# Safety Gear



## Centralpafish (Jul 5, 2007)

I'm new at taking my truck on the sand and I have acquired tow straps, jacks, air compressor etc. Is there a recommended or required list of safety gear I should consider? Hope to hit the sand from OBX to IBSP. First trip to start with the Spring Fling and the to OBX in April.

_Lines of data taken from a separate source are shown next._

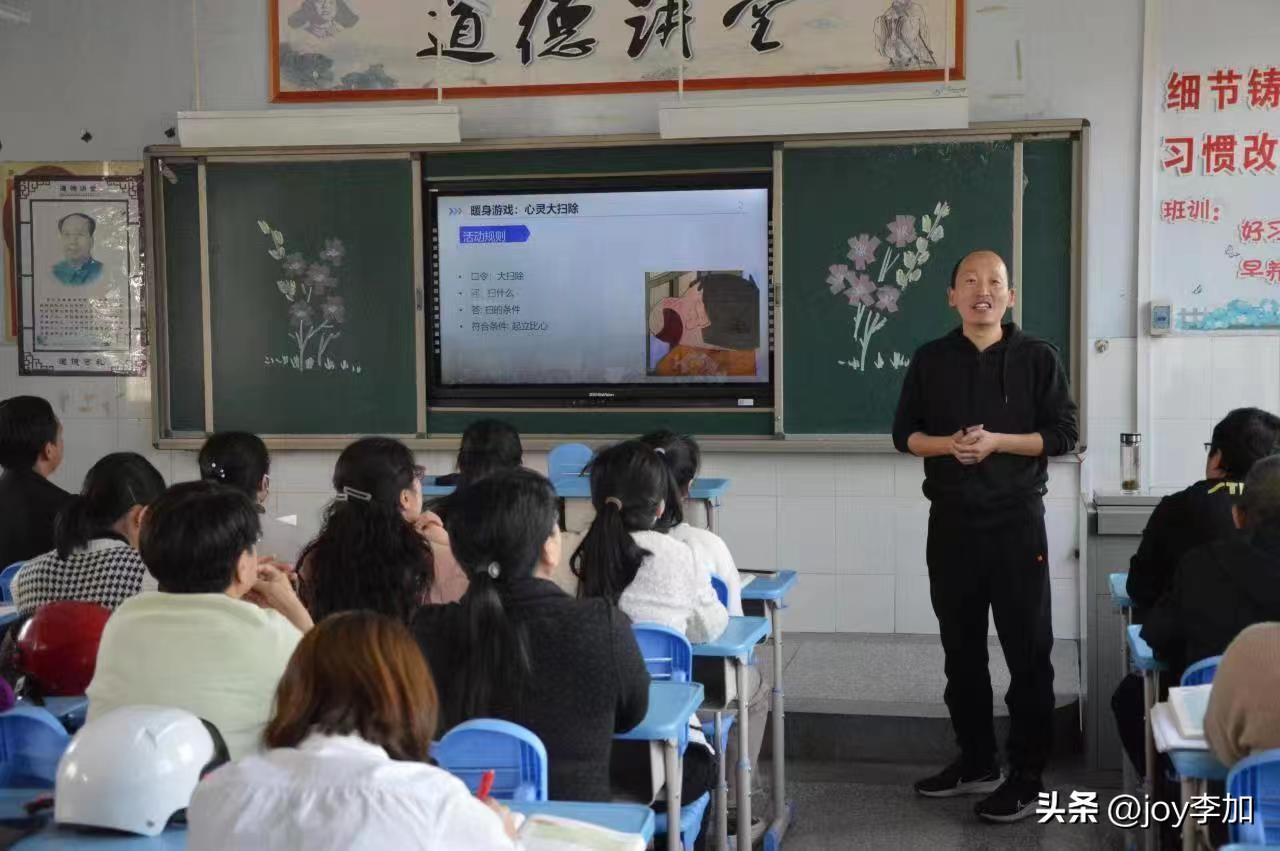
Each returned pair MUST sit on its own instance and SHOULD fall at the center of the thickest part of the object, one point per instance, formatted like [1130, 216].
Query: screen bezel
[745, 396]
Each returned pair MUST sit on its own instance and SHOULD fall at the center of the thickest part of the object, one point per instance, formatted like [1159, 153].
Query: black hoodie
[1014, 387]
[1182, 521]
[1219, 589]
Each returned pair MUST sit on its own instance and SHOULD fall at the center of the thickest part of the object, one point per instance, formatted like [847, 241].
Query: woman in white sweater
[650, 576]
[653, 579]
[347, 771]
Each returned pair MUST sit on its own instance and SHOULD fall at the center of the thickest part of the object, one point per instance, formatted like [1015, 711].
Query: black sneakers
[958, 779]
[1016, 799]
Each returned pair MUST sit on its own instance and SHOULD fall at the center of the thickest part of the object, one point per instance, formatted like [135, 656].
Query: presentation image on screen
[654, 287]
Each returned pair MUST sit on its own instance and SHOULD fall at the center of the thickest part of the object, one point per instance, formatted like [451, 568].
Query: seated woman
[1243, 714]
[96, 539]
[488, 445]
[241, 460]
[371, 552]
[218, 634]
[519, 648]
[650, 576]
[347, 760]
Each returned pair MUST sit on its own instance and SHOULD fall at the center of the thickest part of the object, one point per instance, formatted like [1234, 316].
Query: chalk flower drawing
[874, 302]
[316, 312]
[862, 251]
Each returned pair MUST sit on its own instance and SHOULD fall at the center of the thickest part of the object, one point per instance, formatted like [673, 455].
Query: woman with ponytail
[624, 558]
[519, 648]
[370, 553]
[96, 539]
[682, 457]
[241, 460]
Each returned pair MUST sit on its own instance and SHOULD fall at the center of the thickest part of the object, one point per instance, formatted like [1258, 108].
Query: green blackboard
[184, 326]
[1046, 286]
[908, 214]
[319, 338]
[615, 422]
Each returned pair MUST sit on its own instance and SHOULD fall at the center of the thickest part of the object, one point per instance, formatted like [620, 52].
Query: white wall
[853, 525]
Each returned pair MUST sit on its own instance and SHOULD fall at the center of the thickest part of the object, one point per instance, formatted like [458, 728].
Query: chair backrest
[721, 589]
[1201, 673]
[516, 756]
[666, 653]
[31, 744]
[7, 581]
[567, 460]
[1258, 779]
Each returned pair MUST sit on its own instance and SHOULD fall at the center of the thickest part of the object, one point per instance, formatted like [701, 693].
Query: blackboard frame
[768, 443]
[155, 173]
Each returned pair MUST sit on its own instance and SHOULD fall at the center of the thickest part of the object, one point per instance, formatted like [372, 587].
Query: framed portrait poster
[80, 275]
[408, 49]
[10, 170]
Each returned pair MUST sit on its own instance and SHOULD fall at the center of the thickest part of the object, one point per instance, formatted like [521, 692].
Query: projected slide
[604, 287]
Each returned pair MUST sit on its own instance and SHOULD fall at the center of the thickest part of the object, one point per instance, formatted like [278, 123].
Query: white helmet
[133, 768]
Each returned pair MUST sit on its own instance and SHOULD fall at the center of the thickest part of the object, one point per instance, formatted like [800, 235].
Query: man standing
[986, 406]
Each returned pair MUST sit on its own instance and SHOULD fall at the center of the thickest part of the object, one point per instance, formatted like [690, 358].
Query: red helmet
[58, 646]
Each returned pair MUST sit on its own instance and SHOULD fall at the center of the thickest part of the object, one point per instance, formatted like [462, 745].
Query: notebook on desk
[1188, 705]
[551, 833]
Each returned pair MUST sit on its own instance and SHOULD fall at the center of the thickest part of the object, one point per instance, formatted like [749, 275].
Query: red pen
[485, 785]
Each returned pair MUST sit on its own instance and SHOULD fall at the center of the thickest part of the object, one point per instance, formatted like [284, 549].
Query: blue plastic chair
[567, 460]
[721, 589]
[31, 744]
[1257, 777]
[7, 581]
[690, 822]
[666, 653]
[1202, 672]
[516, 756]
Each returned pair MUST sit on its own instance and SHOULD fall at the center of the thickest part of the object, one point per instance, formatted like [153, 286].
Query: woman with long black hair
[519, 648]
[96, 539]
[369, 553]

Please let me know about the safety equipment. Thanks, Philly Jack


----------



## AbuMike (Sep 3, 2007)

Sounds like a good start. I also carry a WELL stocked firstaid kit, 2 pices of 2x10 to put under the jack.


----------



## AtlantaKing (Jul 7, 2002)

Carry a full sized shovel, multiple air gauges (never know when one's gonna grow legs ) and a couple gallons of distilled water.


----------



## basstardo (Jun 5, 2006)

On top of what has already been said, these two links provide good lists:

http://www.njbba.org/equip.htm
http://www.assateagueisland.com/island_info/beach_travel.htm

Keep in mind, places like Assateague require you to have this equipment, so make sure you're covered before going.


----------



## GMinPA (Oct 7, 2005)

The required eq


----------



## GMinPA (Oct 7, 2005)

I'll try this again - 

What you need:
The required equipment that's already been covered.
OSV permits and fishing licenses where required.
Common sense and "respect the beach" attitude
Required medications

Here's a list of what stays in my OSV year-round, other than the items already covered. Weed out what you don't want to haul around. Most can be stowed in storage areas you already have. Others may require a container of some type.

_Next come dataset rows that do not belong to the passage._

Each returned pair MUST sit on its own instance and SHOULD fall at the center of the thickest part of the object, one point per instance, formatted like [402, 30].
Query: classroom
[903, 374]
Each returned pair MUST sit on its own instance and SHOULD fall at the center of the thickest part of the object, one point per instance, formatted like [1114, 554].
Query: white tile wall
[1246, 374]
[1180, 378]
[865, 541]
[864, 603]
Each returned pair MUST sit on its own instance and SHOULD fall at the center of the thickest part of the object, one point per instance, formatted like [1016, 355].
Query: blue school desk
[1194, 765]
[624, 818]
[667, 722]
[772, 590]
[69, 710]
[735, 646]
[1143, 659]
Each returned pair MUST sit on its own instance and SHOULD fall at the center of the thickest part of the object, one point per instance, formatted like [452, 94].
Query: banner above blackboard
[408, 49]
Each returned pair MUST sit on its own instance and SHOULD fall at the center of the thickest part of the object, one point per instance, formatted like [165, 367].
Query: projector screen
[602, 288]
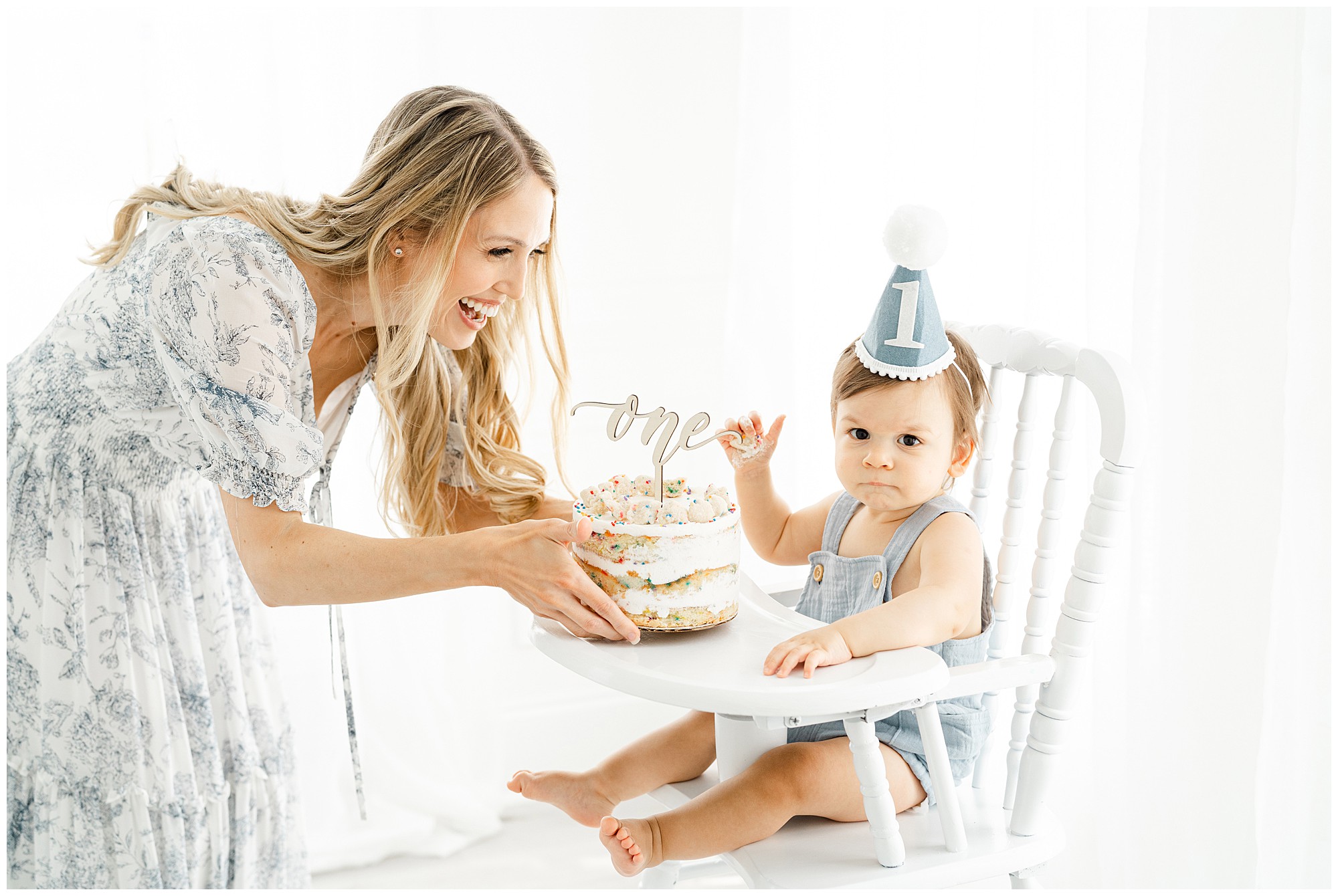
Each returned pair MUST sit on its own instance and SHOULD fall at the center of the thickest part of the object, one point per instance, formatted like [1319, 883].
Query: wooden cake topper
[624, 414]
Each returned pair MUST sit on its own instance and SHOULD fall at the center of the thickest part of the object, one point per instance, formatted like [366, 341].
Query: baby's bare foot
[631, 845]
[573, 794]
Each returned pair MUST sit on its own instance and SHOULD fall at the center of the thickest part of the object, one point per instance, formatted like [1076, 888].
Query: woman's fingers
[773, 663]
[791, 660]
[565, 533]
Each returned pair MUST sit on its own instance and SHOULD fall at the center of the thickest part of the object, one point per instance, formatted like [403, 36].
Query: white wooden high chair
[975, 832]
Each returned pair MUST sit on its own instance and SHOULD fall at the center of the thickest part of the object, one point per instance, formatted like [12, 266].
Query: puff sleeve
[232, 322]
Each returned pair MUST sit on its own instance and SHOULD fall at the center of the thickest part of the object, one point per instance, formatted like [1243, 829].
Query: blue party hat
[906, 338]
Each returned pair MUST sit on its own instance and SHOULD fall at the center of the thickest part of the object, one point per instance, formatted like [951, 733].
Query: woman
[177, 419]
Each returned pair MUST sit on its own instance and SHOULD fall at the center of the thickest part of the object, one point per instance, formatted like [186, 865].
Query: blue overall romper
[842, 586]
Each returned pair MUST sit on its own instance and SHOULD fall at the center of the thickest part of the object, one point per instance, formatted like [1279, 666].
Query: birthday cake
[668, 564]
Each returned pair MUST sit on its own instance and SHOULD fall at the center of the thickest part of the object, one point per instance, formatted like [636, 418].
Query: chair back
[1032, 518]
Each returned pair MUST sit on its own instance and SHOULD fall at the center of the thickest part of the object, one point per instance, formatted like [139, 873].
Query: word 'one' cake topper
[624, 414]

Extra key(s) secured outside the vehicle - PM me for an easily accessible location
Engine coolant
Quart of oil
"Tire Buddy" - Device that deflates a tire to a set PSI
Jumper cables
WD-40
Small assortment of hand tools for quick fixes
Spare fuses (ever have the fuse in the fwd actuating circuit go out? It happens)
ABC rated fire extinguisher - 10# size
Window cleaner & paper towels
Insect repellant
Stinging/biting insect/stinging sea creature treatment - Helps prevent shock
Sun block
Lip balme
Hand Cleaner
Baby powder - shake some on your feet, then wipe it AND the sand off - it works!
Spray bottle with tap water - good to cool down with and spray on a reel/rod when (not if) it gets dunked or lands in the sand
Trash bags
Hat
Blanket
Sweatshirt 
Rain gear
Leather gloves
Spare glasses and spare sunglasses

If you have the room:
Small folding table
Small shade umbrella
Stow-able folding chairs


----------



## fyremanjef (Feb 17, 2005)

I have one of those air compressor/jumpstarter things. Its good for about a dozen or so jumps and the air compresessor is awesome. The other day I helped a buddy with a flat, he has a big arse pick up and large tires and it was on the rim. The seal wasnt broken, but after about 15 min it was up and ready to go. I also have a tire plug kit and a can of fix a flat (as a last resort), but hey it beats being stuck on the beach. Especially if you have 2 flats. 

I also picked up a hand held cb radio. Even got the extra antena so if I have a problem, and my cell doesnt work, I can call or scream for help. 

A first aid kit.


I also take a spare set of cothes shoes and socks incase one set gets wet/fishy etc.

Good Luck and Enjoy!


----------



## squalus (Sep 26, 2007)

Window Cleaner and Paper Towels was an excellent suggestion - could have used those last year at the point with the wind blowing that salt spray all over...

One thing I didn't see mentioned that I stow away is two 4' x 15" lengths of carpet to use for traction - just in case. I keep them rolled up under one of the back seats in my Explorer. They come in handy for winter, too.


----------



## TreednNC (Jul 1, 2005)

Buckets


----------



## Amphib (Jan 8, 2008)

A Military E-Tool (folding shovel) is small and comes in a case is also a good to have item doesn't take up a lot of room.


----------



## Centralpafish (Jul 5, 2007)

*Safety Equipment List*

Thanks for all the input. I think I have a fairly comprehensive list of equipment. Never forget to pack extra trash bags and a bucket or two-thanks Treed.

Essential Equipment:
-First Aid Kit
-Fire Extinguisher
-Air Presure guage or two
-Jack
-Jack Platform
-Shovel
-Tow straps, rope or chain
-Road Flares (or equivalent)
-Spare tire
-Jumper cables (or equivalent)
-Flash light
-TRASH BAGS

Should also have
-Engine coolant
-quart of oil
-WD-40
-Small tool box
-Windshield Cleaner
-Paper towels
-Insect pepellant
-Carpet pieces
-potable water
-DON'T FORGET THE TRASH BAGS
-BUCKETS

Nice to have
-change of clothes
-sun block
-baby powder
-hat
-rain gear

That's about what I came up with based on your input. If I missed anything please let me know. Please remember to take TRASH BAGS and a BUCKET or two.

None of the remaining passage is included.